Noter également que la détente de Joule impose dU = 0 pour un gaz parfait, c'est-à-dire U = constante pour la détente d'un gaz parfait dans le vide. C'est tout ce que Joule pouvait conclure. En aucun cas cela signifiait que U ne dépend que de T ici (il faudrait pousser le raisonnement).

 

 

 

10 - Notion de gaz

 

A partir de quel moment considère t-on que l'on a un gaz (diazote N2 par exemple) ? En effet, imaginons une enceinte de volume très élevé (volume de la Terre par exemple) et plaçons-y une molécule de diazote : a-t-on un solide, un liquide ou un gaz diazote ? La phase adoptée par un corps pur dépend des interactions (forces de Van Der Waals par exemple) entre les atomes ou molécules de corps. Si on n'a qu'une particule de ce corps dans une enceinte on ne peut pas avoir d'interaction avec une autre particule : on ne pourrait donc pas pouvoir parler d'état ?

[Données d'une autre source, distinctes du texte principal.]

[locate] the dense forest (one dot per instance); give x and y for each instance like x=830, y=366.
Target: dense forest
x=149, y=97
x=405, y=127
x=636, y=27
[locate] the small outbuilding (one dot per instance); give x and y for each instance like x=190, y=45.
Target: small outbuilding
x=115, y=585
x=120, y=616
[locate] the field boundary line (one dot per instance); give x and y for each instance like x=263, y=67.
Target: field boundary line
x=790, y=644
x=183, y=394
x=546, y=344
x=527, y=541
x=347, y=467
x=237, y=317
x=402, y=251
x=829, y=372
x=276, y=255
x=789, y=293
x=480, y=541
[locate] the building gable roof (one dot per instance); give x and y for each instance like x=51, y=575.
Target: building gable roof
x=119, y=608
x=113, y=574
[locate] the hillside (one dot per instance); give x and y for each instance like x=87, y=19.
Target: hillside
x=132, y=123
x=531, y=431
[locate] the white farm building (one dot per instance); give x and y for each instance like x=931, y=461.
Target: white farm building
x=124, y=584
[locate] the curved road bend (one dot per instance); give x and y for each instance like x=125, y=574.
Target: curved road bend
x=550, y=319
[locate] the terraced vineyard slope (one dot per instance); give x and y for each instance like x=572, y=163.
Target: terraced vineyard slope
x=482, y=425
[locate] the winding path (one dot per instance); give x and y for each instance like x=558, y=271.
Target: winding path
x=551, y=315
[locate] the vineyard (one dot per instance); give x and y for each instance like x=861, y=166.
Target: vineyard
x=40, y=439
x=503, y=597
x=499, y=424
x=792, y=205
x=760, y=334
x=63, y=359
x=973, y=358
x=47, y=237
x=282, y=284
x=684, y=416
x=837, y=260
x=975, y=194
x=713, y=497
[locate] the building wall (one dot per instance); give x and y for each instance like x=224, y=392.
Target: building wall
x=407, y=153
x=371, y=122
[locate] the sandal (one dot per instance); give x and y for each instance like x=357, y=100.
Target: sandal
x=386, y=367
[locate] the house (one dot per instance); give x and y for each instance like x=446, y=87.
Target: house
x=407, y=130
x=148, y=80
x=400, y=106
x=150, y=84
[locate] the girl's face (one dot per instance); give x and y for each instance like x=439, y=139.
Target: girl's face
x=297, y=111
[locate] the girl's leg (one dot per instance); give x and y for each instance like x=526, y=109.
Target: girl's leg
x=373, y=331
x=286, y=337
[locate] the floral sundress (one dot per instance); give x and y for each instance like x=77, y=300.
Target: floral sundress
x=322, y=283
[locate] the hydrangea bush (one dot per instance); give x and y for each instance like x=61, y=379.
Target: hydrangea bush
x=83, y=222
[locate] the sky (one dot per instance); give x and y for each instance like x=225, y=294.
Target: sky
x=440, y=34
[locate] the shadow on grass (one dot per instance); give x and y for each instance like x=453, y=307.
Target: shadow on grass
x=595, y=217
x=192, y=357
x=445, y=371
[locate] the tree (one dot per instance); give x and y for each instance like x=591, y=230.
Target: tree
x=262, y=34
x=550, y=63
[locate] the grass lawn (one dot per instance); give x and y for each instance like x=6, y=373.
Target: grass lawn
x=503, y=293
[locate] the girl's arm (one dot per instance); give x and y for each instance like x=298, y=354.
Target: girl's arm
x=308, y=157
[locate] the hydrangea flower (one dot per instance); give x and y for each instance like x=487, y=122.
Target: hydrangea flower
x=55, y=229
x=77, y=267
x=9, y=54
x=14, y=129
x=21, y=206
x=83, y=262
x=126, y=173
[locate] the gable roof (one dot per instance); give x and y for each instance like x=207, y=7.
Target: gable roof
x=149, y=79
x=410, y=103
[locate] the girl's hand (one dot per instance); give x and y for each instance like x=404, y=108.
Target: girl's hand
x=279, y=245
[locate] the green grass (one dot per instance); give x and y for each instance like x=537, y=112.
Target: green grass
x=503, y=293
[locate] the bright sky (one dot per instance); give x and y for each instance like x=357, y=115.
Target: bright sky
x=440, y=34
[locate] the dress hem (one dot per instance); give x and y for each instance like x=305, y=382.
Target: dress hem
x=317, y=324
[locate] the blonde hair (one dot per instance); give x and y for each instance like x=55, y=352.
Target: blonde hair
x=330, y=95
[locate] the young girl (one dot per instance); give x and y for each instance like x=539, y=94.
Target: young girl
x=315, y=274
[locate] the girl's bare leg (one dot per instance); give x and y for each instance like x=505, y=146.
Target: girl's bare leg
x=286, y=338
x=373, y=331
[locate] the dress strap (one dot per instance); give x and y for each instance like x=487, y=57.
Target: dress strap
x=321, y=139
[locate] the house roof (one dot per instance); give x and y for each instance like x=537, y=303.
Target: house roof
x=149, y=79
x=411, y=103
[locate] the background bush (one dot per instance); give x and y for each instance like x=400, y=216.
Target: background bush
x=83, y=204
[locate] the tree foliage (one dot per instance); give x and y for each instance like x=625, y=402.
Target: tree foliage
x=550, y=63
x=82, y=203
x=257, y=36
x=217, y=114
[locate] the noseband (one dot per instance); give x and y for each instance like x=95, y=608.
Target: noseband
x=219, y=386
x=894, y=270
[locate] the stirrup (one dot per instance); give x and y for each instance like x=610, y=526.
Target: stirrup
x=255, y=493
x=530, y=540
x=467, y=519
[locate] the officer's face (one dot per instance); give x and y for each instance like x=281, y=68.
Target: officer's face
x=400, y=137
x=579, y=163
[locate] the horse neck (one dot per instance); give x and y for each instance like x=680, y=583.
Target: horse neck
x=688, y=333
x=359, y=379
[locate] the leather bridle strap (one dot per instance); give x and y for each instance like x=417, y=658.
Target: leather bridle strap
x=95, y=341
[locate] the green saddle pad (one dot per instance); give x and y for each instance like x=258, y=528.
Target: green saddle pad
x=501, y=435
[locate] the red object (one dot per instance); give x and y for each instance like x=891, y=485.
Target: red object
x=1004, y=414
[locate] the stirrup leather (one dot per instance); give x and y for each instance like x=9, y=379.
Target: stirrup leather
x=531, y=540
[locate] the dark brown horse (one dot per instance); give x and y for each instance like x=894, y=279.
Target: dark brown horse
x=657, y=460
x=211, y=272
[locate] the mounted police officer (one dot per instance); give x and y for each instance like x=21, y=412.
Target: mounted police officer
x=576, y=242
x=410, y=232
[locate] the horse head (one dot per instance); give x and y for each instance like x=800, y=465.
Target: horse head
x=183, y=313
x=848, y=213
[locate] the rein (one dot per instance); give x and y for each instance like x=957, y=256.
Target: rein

Corollaire : si l'on place maintenant deux particules du corps pur dans le volume précédent, peut-on alors préciser la phase (gaz, liquide, solide) du corps ainsi formé ?

 

Réponse. Lorsqu'une seule particule (molécule ou atome de gaz inerte) est présente dans une enceinte, on ne peut pas parler de gaz, de liquide ou de solide. Si l'on en a deux...non plus ! Il faut une certaine quantité minimale de particules pour pouvoir utiliser des outils statistique et parler de "gaz", "liquide" ou "solide". En pratique le nombre de 1000 particules semble être le minimum pour pouvoir utiliser des outils statistiques relativement fiables, donc pour pouvoir parler de comportement de gaz, de liquide ou de solide.

Cela dit, on peut, à la limite, parler de "gaz" quand une seule particule donnée existe dans un volume donné, dans la mesure où il n'y a pas d'interaction particulière de cette particule avec les autres particules éventuellement présentes. Un atome isolé est donc estampillé "gaz" de ce point de vue.